The unspoken understanding was that the police were never going to find Dad. A loophole in the Constitution meant he couldn't be arrested if he stayed in Nettlebush. Reservations operated off of their own individual governments--and the crime Dad was wanted for had happened in Wyoming.
"Yes, I know. But you're his foster parent, not his legal guardian," Dad explained. "The only way we can guarantee he stays in Nettlebush is if you adopt him."
"Well, then," Granny said, and sipped at her tea.
I waved goodbye to the both of them when I left for school--books in my backpack, springy hair defying Granny's obstinate orders--but I felt kind of nauseous. I loved Granny more than anything. I was grateful beyond words that she had given me a home. I just didn't like the word "adoption." I was Dad's kid; I had been Dad's kid all my life. It unnerved me to consider a reality where, at least legally, I wasn't Dad's kid anymore.
The school building was a couple of yards away from the church. I hadn't paid it much attention over the summer, except for the playground between the red pines out back; I'd taken Annie's brother Joseph to play on the rope swings a couple of times.
Now, coming up on the schoolhouse, I saw that it was only one story, red brick, with an uncommonly flat roof and old windows on its sides. The double doors stood open, preceded by a small flight of stone steps.
It looked colonial, I thought. Probably it was the exact same school our ancestors had attended in the 1800s.
I climbed the steps and went through the doors. I stopped, caught off guard.
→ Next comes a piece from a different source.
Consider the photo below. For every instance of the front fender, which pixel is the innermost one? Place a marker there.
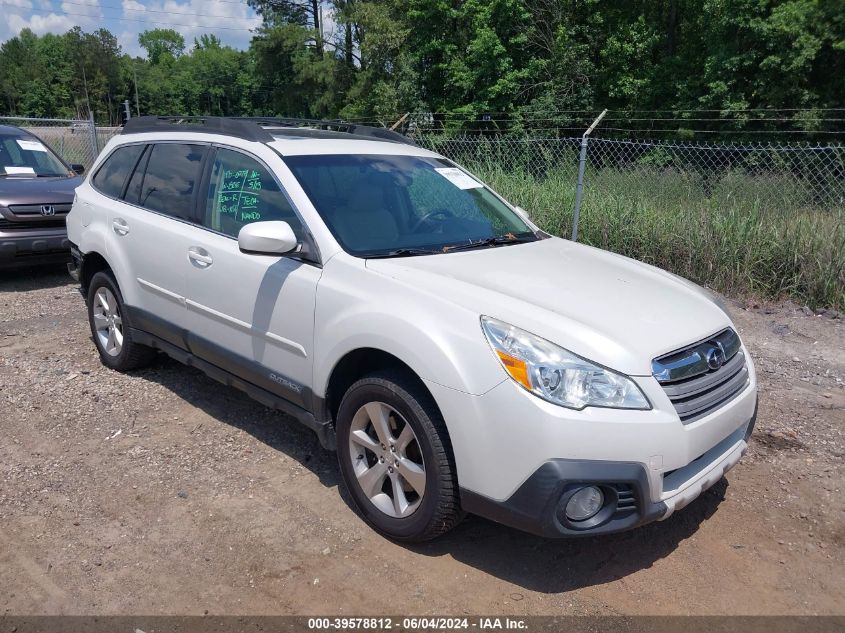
(440, 341)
The room was big and wide with a low ceiling, a chalkboard at the far end and bookshelves sitting between the windows. Nothing peculiar, I guess--except that there were about fifty kids in the room at the same time, some of them my age, some of them as young as six. I saw Joseph Little Hawk sitting in the very front row, Lila several benches behind him. Lila spun in her seat and blew me a kiss. I waved back, confused, smiling.
"Move, please," someone said behind me.
I went into the classroom. Annie, Aubrey, and Rafael were sitting on a bench toward the back. Aubrey had all his pencils arranged on the long, wooden table in perfect organization. I had to wonder what one guy needed with so many pencils. I scrunched my way into a seat between Aubrey and Rafael. I dropped my schoolbag below the bench and playfully tousled Aubrey's short hair.
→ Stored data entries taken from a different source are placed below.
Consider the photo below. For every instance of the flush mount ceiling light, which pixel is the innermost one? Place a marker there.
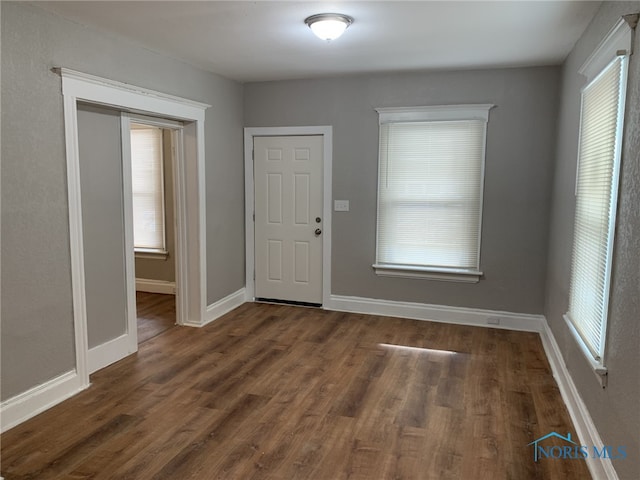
(328, 26)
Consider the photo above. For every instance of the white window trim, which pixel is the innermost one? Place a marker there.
(437, 113)
(618, 42)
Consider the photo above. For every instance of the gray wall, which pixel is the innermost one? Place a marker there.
(519, 163)
(159, 268)
(100, 152)
(37, 317)
(614, 409)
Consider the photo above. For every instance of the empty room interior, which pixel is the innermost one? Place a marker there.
(320, 240)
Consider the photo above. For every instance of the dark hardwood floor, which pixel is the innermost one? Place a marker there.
(156, 314)
(279, 392)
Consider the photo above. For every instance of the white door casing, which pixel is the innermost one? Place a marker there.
(326, 133)
(288, 218)
(190, 194)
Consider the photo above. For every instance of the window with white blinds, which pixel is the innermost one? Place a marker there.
(148, 188)
(596, 199)
(430, 184)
"Ah, Skylar!" Aubrey said. He caught his Coke bottle glasses before they flew off his face. "I was just telling Rafael how nice it is that he and I finally match!"
In the vaguest sense of the word, maybe. No one would have looked at Aubrey, tall and weedy and bright as a lightbulb, and mistaken him for the darker, skulking Rafael.
Rafael scowled.
"You know...the glasses? Oh, well, anyway..."
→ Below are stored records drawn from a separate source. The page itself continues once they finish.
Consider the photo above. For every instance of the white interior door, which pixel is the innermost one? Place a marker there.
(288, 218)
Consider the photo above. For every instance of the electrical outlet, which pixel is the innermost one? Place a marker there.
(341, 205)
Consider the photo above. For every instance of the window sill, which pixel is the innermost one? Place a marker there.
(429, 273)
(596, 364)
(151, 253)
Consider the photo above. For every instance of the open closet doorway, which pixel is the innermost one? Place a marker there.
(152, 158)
Where were you yesterday? I signed.
Aubrey was Rafael's polar opposite; he had picked up on two hundred or more hand signals over the course of summer vacation. This was one of those rare occasions when he didn't understand what I was saying. He peered at me, polite but bemused. Annie intervened.
"Mr. Takes Flight had to visit the hospital," she filled in. "It was all very sudden."
I felt my eyes widen. Oh, no, I thought. I was surprised I hadn't run into them when Dad took me for immunizations. Is he okay?
"He's always had a bit of a heart condition," Aubrey said uneasily. "But he'll be fine. We checked him out the same day and Mom's monitoring him with hawk eyes."